COMPLYING WITH GDPR: BEST PRACTICES

  • Determine its application. GDPR may apply to you even if you don’t have operations in the EU.
    Consider the following questions:
    – Do you offer goods and services to EU residents?
    – Do you rely on third parties that store or transmit data to/from the EU?
    – Do you collect, transmit, or process data pertaining to EU residents?
    – Do you have employees who are EU citizens (including employees with dual citizenship)?
  • Review systems, policies, and procedures.
    Are your current policies and procedures sufficient to meet GDPR requirements?

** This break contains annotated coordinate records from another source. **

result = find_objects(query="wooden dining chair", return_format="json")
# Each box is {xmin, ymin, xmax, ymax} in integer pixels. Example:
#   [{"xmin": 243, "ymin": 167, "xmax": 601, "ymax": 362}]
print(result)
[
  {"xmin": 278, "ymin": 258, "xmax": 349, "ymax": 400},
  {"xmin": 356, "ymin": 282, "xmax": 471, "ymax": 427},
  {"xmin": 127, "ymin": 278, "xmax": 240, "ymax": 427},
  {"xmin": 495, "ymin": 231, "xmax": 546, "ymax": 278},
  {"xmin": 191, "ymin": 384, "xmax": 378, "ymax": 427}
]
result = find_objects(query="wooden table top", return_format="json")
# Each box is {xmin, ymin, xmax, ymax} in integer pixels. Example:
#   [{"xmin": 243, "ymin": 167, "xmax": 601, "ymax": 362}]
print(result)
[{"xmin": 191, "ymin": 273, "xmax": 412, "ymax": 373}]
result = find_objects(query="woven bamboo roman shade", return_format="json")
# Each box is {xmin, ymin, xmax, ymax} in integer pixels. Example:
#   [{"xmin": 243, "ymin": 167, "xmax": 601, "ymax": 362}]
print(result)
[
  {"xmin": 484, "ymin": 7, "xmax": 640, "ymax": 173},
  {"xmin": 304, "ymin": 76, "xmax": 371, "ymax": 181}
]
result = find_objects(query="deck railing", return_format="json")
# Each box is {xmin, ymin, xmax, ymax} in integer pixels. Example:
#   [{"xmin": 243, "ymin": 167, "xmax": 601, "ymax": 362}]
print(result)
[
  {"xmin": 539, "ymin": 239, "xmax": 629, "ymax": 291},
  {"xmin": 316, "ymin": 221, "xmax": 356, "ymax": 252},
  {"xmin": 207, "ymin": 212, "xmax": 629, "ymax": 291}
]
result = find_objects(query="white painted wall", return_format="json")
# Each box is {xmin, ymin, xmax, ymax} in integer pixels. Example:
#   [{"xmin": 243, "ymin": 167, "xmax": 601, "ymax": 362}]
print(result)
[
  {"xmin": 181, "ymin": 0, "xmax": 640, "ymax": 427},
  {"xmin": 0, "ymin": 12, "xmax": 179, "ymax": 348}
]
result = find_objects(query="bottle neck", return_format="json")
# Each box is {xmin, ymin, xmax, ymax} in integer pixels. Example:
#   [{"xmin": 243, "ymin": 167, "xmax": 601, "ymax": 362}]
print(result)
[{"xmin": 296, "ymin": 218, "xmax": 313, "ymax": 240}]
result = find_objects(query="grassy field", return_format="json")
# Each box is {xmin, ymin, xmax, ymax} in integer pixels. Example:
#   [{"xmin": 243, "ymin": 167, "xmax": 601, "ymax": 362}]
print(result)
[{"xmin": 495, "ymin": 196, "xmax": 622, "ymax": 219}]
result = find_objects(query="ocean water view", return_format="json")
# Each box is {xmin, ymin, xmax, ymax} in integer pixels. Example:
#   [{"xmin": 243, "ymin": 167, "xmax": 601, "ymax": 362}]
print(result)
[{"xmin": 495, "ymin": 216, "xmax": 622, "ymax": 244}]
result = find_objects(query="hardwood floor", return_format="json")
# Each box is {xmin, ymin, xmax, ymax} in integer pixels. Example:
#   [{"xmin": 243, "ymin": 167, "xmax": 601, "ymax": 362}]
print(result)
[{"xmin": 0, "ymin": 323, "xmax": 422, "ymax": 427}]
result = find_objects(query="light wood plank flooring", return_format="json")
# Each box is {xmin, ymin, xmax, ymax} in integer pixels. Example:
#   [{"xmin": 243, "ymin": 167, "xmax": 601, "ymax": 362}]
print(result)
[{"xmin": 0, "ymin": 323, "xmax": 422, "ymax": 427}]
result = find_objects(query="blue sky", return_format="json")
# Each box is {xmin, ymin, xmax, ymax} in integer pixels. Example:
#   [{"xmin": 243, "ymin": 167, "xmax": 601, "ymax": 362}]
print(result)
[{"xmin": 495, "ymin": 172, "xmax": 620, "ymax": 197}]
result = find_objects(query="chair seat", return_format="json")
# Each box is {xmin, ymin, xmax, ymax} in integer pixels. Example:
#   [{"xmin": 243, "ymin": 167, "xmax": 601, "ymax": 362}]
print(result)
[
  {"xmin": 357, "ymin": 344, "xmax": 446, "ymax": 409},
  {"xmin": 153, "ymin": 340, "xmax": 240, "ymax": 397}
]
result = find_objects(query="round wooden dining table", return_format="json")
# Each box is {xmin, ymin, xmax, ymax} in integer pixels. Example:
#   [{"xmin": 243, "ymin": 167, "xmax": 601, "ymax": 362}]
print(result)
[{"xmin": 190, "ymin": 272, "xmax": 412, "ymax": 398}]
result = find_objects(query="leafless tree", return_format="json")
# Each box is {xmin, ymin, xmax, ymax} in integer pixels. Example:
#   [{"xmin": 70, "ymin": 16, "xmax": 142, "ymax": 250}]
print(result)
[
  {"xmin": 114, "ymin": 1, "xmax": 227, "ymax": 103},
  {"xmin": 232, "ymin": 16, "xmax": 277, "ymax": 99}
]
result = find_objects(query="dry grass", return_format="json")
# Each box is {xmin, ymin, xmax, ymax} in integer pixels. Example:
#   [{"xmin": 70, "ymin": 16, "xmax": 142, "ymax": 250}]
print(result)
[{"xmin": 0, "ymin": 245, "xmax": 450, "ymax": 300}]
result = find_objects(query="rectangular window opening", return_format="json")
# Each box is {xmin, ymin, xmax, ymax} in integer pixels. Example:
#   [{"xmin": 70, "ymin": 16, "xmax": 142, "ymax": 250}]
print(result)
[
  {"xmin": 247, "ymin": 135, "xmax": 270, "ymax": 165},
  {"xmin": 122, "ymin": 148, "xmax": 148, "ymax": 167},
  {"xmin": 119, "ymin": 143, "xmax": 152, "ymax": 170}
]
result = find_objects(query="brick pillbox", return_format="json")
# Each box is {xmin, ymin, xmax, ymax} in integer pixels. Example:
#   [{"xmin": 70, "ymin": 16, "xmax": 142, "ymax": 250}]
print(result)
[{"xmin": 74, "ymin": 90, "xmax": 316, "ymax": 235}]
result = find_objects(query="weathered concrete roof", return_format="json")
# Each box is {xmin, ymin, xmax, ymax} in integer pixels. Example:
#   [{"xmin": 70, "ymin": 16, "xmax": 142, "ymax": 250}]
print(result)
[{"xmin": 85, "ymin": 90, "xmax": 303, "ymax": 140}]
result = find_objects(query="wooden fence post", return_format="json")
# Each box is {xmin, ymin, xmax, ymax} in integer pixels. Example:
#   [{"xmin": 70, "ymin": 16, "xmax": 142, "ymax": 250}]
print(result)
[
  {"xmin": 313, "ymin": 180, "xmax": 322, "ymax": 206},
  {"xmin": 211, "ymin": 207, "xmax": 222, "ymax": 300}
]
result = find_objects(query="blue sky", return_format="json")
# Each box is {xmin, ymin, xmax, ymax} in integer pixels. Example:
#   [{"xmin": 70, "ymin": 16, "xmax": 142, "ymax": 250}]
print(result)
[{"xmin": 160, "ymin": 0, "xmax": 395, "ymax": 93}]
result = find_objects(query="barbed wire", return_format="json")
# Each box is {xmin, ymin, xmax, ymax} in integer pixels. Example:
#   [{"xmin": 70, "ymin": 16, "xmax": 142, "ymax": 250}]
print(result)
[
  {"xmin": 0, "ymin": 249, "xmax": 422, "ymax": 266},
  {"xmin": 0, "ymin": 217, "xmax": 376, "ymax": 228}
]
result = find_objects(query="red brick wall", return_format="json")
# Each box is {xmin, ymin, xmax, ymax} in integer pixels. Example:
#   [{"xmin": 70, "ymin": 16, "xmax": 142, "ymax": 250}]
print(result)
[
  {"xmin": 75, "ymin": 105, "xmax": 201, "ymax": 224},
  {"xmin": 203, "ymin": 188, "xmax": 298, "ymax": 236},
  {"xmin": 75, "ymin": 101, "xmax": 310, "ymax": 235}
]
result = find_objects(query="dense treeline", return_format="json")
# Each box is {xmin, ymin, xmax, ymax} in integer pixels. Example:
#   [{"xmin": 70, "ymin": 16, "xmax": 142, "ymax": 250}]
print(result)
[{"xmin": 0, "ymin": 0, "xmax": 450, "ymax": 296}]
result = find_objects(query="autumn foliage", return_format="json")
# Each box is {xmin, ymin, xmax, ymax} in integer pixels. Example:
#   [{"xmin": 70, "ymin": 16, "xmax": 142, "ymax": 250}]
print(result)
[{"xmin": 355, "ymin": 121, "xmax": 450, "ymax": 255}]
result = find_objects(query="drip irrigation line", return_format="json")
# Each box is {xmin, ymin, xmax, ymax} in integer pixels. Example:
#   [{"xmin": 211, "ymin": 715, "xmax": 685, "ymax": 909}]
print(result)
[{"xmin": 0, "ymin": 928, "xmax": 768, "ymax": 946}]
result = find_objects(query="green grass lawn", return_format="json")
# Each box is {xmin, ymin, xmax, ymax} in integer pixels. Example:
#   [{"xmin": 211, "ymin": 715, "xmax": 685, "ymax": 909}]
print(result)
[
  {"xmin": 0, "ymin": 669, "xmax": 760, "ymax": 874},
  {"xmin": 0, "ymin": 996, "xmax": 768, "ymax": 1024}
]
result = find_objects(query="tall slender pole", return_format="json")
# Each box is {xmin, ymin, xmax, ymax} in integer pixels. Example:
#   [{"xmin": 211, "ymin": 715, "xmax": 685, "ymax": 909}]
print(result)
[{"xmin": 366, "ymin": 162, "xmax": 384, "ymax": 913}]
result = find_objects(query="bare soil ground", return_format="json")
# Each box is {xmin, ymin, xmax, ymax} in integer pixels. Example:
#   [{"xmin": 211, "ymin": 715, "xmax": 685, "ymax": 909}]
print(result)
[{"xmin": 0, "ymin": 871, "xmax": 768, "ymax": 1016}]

Examples of what needs to be reviewed include HR onboarding and offboarding, third parties’ processing, incident response and breach notification, encryption at rest, and mobile device management.
    – What kind of data does your organization hold or process?
    – Where is that data stored, and how is it protected?
  • Identify and prioritize your risks and gaps related to the GDPR.
    An individual can request that you provide all data maintained about them AND request detailed information about how that data is protected.
    – Do you have data subjects’ rights, policies, and procedures in place to handle requests by a data subject (e.g., for deletion of personal information)?
  • Develop breach notification and incident response plans.
    The GDPR imparts a duty to report certain types of personal data breaches to the supervisory authority within 72 hours of becoming aware of a breach.
    – Do you have policies and procedures implemented to handle this occurrence?
    – Does your staff know how to escalate a security incident to the appropriate person/team to determine whether a breach has occurred?
  • Create a culture of compliance.
    – Has your staff been trained on the importance of data protection and on any new processes that were implemented to comply with the GDPR?
    – Do you have a cross-functional team (e.g., IT, Legal, Compliance, Finance, HR) in place to ensure processes are implemented properly across the organization?